Uncle Boonmee Who Can Recall His Past Lives |
Apichatpong Weerasethakul must have done something right in one or more of his previous incarnations. Uncle Boonmee Who Can Recall His Past Lives, the writer-director’s oddball ode to the cheesy Thai movies of his youth by way of ancestral beliefs about the transmigration of souls, won the Golden Palm from the Tim Burton–led jury at the 63rd Cannes Film Festival, which closed on May 23.Uncle Boonmee believes his encroaching kidney failure is karmic retribution for having killed “too many commies,” as well as “lots of bugs.” The viewer is free to calculate how many domestic-terrorist insects he may have palled around with.
Returning for an ectoplasmic visit, one dead female character states that “Heaven is overrated — there’s nothing there.” Detractors — myself included — who fail to appreciate Uncle Boonmee’s ghosts, spirits, and the occasional libidinous fish or man-size creature in an ape suit may conclude that this year’s Palme d’Or–winning film is as overrated as a possibly hollow Heaven.
A big win in Cannes is, however, a welcome excuse beyond civil unrest to put Thailand in the news. “When I came to Cannes a few days ago, I almost couldn’t reach here because of the political situation,” Weerasethakul said at the post-awards press conference. “As I was leaving town, there was smoke everywhere.”
Weerasethakul made it, but invited juror and Iranian auteur Jafar Panahi did not. As they watched the 19 award-eligible films in a mostly underwhelming line-up (some of the best movies were not in competition), the jury members pointedly kept an empty seat marked with Panahi’s name. Imprisoned by the regime in Iran for unspecified transgressions, the award-winning filmmaker — who had embarked on a hunger strike — was released two days after the festival ended. Who says international pressure can’t make a difference?

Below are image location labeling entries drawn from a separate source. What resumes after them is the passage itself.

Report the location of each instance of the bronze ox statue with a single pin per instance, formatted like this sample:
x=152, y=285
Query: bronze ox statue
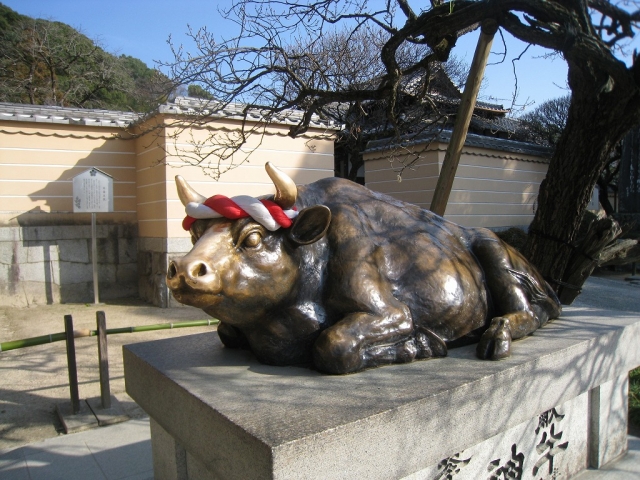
x=357, y=281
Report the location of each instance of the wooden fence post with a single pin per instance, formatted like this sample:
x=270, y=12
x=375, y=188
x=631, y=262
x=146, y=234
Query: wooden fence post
x=103, y=354
x=71, y=365
x=461, y=125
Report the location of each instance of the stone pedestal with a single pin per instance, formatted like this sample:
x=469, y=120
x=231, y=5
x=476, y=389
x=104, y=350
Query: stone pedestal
x=555, y=407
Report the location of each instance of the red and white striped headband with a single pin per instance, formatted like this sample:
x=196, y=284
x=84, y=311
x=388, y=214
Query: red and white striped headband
x=266, y=212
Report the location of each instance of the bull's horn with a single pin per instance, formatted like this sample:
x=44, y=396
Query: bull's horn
x=286, y=190
x=186, y=193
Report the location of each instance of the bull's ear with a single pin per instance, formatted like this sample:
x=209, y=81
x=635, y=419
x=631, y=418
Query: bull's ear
x=310, y=225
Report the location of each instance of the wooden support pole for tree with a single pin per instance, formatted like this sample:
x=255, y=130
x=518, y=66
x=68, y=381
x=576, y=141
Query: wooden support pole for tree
x=461, y=125
x=103, y=354
x=71, y=365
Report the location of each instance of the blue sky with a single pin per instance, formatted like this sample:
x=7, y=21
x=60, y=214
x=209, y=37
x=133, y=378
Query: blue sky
x=141, y=28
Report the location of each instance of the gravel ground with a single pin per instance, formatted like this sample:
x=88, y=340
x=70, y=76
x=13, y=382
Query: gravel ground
x=34, y=379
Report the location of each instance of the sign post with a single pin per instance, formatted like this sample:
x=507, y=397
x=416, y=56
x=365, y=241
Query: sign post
x=93, y=193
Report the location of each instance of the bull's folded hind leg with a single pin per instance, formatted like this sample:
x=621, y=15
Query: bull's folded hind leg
x=514, y=286
x=364, y=340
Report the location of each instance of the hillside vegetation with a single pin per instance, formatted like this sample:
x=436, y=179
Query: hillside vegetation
x=50, y=63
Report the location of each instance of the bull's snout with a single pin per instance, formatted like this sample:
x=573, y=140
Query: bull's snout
x=196, y=274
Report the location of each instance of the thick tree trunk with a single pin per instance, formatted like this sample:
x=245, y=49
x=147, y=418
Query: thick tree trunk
x=601, y=112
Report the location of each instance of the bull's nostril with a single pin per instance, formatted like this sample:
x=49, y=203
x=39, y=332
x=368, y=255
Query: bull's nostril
x=172, y=271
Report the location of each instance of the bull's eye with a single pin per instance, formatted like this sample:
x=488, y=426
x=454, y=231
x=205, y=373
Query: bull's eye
x=252, y=240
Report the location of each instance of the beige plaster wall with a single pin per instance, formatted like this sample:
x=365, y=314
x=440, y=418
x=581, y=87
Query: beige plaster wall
x=492, y=188
x=39, y=161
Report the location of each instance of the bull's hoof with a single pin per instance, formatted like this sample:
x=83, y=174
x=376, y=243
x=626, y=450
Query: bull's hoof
x=429, y=344
x=495, y=343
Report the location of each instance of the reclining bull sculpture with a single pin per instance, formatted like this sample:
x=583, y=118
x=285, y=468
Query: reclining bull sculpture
x=353, y=280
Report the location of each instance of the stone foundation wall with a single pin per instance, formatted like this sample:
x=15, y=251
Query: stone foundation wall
x=154, y=255
x=53, y=264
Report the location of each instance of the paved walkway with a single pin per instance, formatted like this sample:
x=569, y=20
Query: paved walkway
x=123, y=452
x=117, y=452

The Grand Prize deservedly honored Of Gods and Men, the numinous, exquisitely told tale of a small community of French monks making honey and providing medical care to poor Muslims in a North African mountain village in the 1990s. Marauding fundamentalists test the monks’ consciences, as well as their common sense. Director Xavier Beauvois finds cinematic ways to convey moral courage, spiritual resolve, and the collective beauty of sincere faith. If there were a TV game show called Who Wants To Choke Up an Atheist?, these eight gentlemen would surely triumph.

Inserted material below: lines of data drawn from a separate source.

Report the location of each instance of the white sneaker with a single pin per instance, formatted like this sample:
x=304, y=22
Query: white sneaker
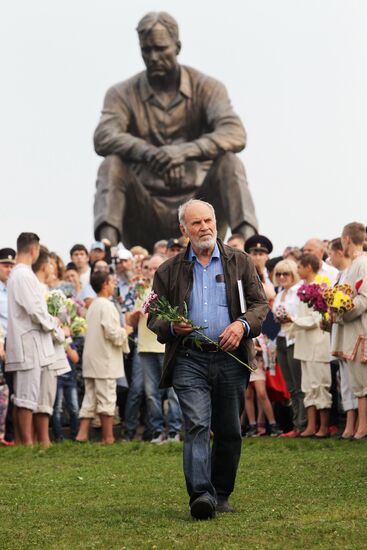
x=174, y=437
x=158, y=438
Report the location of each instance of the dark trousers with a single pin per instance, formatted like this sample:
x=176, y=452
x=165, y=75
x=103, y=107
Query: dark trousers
x=292, y=373
x=210, y=389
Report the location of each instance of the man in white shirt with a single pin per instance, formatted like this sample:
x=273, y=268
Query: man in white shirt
x=317, y=248
x=80, y=257
x=29, y=341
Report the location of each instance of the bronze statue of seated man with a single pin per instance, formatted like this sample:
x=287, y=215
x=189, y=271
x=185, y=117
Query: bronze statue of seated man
x=168, y=134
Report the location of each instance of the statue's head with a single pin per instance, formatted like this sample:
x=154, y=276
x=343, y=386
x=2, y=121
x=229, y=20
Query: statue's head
x=159, y=43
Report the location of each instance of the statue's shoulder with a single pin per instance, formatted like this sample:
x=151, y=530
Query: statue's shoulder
x=126, y=86
x=201, y=80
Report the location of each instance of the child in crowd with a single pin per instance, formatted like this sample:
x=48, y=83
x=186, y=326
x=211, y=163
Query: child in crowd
x=105, y=343
x=312, y=348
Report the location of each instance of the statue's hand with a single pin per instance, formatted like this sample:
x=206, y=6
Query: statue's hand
x=165, y=158
x=175, y=176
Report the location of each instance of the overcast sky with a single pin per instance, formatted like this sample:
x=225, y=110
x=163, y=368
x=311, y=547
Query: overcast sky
x=295, y=71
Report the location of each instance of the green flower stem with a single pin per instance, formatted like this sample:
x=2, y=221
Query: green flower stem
x=227, y=352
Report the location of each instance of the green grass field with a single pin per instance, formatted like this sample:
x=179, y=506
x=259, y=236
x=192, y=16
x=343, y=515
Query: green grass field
x=289, y=494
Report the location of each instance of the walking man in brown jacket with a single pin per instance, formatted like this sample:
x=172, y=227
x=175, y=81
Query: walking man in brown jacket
x=224, y=294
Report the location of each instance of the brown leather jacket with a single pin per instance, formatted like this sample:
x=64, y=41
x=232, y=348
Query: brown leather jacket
x=174, y=279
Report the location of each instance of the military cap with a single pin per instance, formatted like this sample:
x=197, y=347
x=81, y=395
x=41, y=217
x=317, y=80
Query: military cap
x=7, y=256
x=258, y=243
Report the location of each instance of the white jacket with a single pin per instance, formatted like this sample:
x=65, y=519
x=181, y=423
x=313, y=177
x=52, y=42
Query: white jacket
x=30, y=326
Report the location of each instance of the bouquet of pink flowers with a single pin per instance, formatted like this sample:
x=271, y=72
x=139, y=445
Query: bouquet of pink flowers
x=281, y=314
x=313, y=295
x=162, y=309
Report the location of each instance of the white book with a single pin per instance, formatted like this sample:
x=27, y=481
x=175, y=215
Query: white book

Those on the lookout for fresh developments in world cinema, though, might have spotted the makings of a disturbing trend: giving major prizes to films that are still rough drafts for actual movies.
That Juliette Binoche won the Best Actress award for her careening mess of a performance in Abbas Kiarostami’s Certified Copy pegs Burton and his fellow jurors as certifiable. There are technical terms for movies and line-readings like this: “forced,” “contrived,” “stilted,” and “not good” come to mind.
Likewise, giving the Best Director award to Mathieu Amalric for On Tour, his sometimes amusing but wildly uneven preliminary sketch for a film about a Frenchman shlepping a troupe of American New Burlesque performers around France is like hearing that Sarah Palin has been short-listed for the Nobel Prize in Literature based on Going Rogue.